Another decision many young adults face is whether to buy term or whole life insurance.

Term Insurance

  • Cheaper
  • Covers a fixed number of years (e.g., until age 65)
  • Pure protection—no savings element
  • Ideal for income replacement and debt protection

Whole Life Insurance

  • More expensive
  • Covers your entire life
  • Has a cash value component (you can surrender the policy later)
  • Often bundled with savings or investment products

For young professionals prioritizing affordability and flexibility, term plans usually make more sense. You can always add a savings or investment element separately once your income grows.

Imagine this scenario:

You’re a 26-year-old in your first job. You faint at work, are rushed to the hospital, and are diagnosed with a neurological condition that requires six months of outpatient care. Your MediShield Life might cover a portion of the hospitalization—but not follow-up scans, private consultations, or income loss. If you don’t have early critical illness or income replacement coverage, you’ll need to dip into savings—or rely on family.
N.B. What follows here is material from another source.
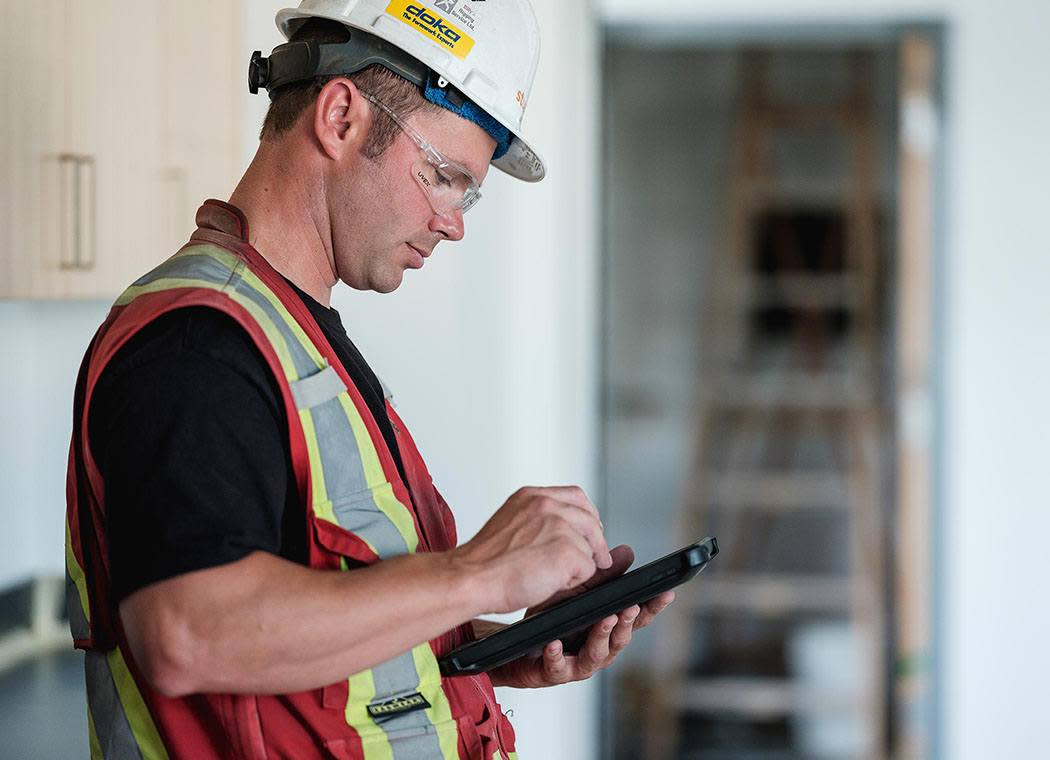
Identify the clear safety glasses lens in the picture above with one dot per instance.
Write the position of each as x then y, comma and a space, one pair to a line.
447, 187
But if you had the DIYInsurance package?

You’d likely receive:

  • A lump sum payout (if your condition falls under critical illness)
  • Monthly income replacement (if deemed unfit for work)
  • Coverage for early-stage illness costs

This isn’t an extreme case. It’s one many Singaporeans face every year. Having that coverage in place could mean the difference between financial stability—and starting your career deep in debt.

Rather than treating insurance as a “nice to have,” make it a line item in your budget from day one. A simple monthly budget might look like this:

  • 50% needs (food, transport, rent)
  • 30% wants (lifestyle, travel)
  • 15% savings
  • 5% insurance

If you earn S$3,000/month, that gives you S$150 for protection—enough to start with a term plan or scaled-down version of the DIYInsurance bundle. Over time, as your salary increases, so can your coverage.

Insurance isn’t about pessimism. It’s about planning. If you're just starting your career, it can feel like overkill to think about death, disease, or disability. But Singapore’s healthcare costs—and the financial ripple effects of getting sick—are real.

Early protection isn’t just cheaper. It’s smarter. You don’t need to buy the most expensive policy on the market. But you do need a plan that keeps you from derailing financially before you’ve even had time to grow. Whether you opt for DIYInsurance or another provider, the message is clear: protect your ability to earn while it’s at its strongest. Because in the end, insurance isn’t a product. It’s a financial decision with lifelong impact.